Friday, November 22, 2024
Entreprise

Contextual AI launches from stealth to build enterprise-focused language models

Large language models (LLMs) like OpenAI’s GPT-4 are powerful, paradigm-shifting tools that promise to upend industries. But they suffer from limitations that make them less attractive to enterprise organizations with strict compliance and governance requirements. For example, LLMs have a tendency to make up information with high confidence, and they’re architected in a way that makes it difficult to remove — or even revise — their knowledge base.

To solve for these and other roadblocks, Douwe Kiela co-founded Contextual AI, which today launched out of stealth with $20 million in seed funding. Backed by investors including Bain Capital Ventures (which led the seed), Lightspeed, Greycroft and SV Angel, Contextual AI ambitiously aims to build the “next generation” of LLMs for the enterprise.

“We created the company to address the needs of enterprises in the burgeoning area of generative AI, which has thus far largely focused on consumers,” Kiela told TechCrunch via email. “Contextual AI is solving for several obstacles that exist today in getting enterprises to adopt generative AI.”

Kiela and Contextual AI’s other co-founder, Amanpreet Singh, worked together at AI startup Hugging Face and Meta before deciding to go it their own in early February. While at Meta, Kiela led research into a technique called retrieval augmented generation (RAG), which forms the basis of Contextual AI’s text-generating AI technology.

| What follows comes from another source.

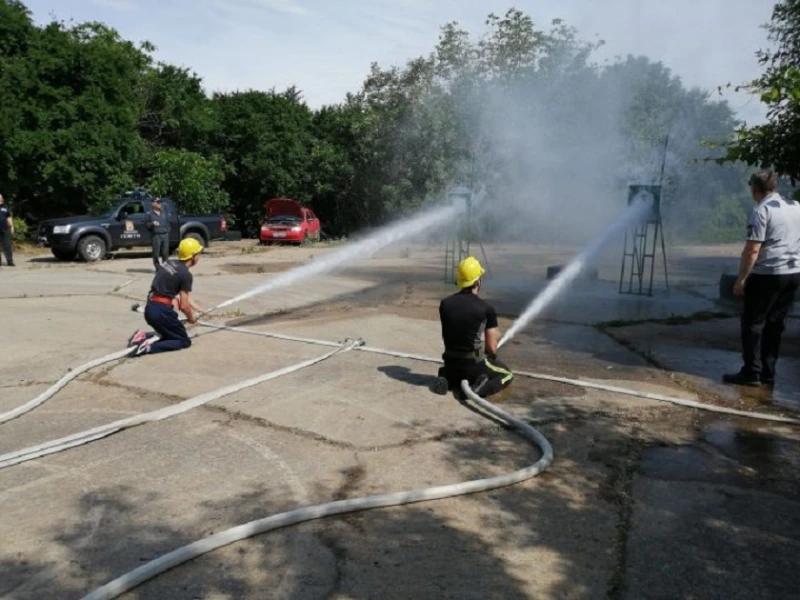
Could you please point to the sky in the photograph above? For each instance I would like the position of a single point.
(325, 47)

So what’s RAG? In a nutshell, RAG — which Google’s DeepMInd R&D division has also explored — augments LLMs with external sources, like files and webpages, to improve their performance. Given a prompt (e.g. “Who’s the president of the U.S.?”), RAG looks for data within the sources that might be relevant. Then, it packages the results with the original prompt and feeds it to an LLM, generating a “context-aware” response (e.g. “The current president is Joe Biden, according to the official White House website”).

By contrast, in response to a question like “What’s Nepal’s GDP by year?,” a typical LLM (e.g. ChatGPT) might only return the GDP up to a certain date and fail to cite the source of the information.

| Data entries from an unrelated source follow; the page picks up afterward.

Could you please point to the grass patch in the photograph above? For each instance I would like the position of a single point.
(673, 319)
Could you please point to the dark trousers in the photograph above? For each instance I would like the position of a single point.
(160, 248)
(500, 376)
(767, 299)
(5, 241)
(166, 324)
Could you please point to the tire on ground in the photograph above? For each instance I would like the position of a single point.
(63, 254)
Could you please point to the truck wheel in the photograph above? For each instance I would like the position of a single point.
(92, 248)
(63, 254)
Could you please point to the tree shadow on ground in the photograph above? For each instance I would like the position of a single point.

Kiela asserts that RAG can solve the other outstanding issues with today’s LLMs, like those around attribution and customization. With conventional LLMs, it can be tough to know why the models respond the way they do, and adding data sources to LLMs often requires retraining or fine-tuning — steps (usually) avoided with RAG.

“RAG language models can be smaller than equivalent language models and still achieve the same performance. This makes them a lot faster, meaning lower latency and lower cost,” Kiela said. “Our solution addresses the shortcomings and inherited issues of existing approaches. We believe that integrating and jointly optimizing different modules for data integration, reasoning, speech and even seeing and listening will unlock the true potential of language models for enterprise use cases.”

My colleague Ron Miller has mused about how generative AI’s future in the enterprise could be smaller, more focused language models. I don’t dispute that. But perhaps instead of exclusively fine-tuned, enterprise-focused LLMs, it’ll be a combination of “smaller” models and existing LLMs augmented with troves of company-specific documents.

Contextual AI isn’t the first to explore this idea. OpenAI and its close partner, Microsoft, recently launched a plug-ins framework that allows third parties to add sources of information to LLMs like GPT-4. Other startups, like LlamaIndex, are experimenting with ways to inject personal or private data, including enterprise data, into LLMs.

But Contextual AI claims to have inroads in the enterprise. While the company is pre-revenue at the present, Kiela claims that Contextual AI is in talks with Fortune 500 companies to pilot its technology.

“Enterprises need to be certain that the answers they’re getting from generative AI are accurate, reliable and traceable,” Kiela said. “Contextual AI will make it easy for employers and their valuable knowledge workers to gain the efficiency benefits that generative AI can provide, while doing so safely and accurately … Several generative AI companies have stated they will pursue the enterprise market, but Contextual AI will take a different approach by building a much more integrated solution geared specifically for enterprise use cases.”

Contextual AI, which has around eight employees, plans to spend the bulk of its seed funding on product development, which will include investing in a compute cluster to train LLMs. The company plans to grow its workforce to close to 20 people by the end of 2023.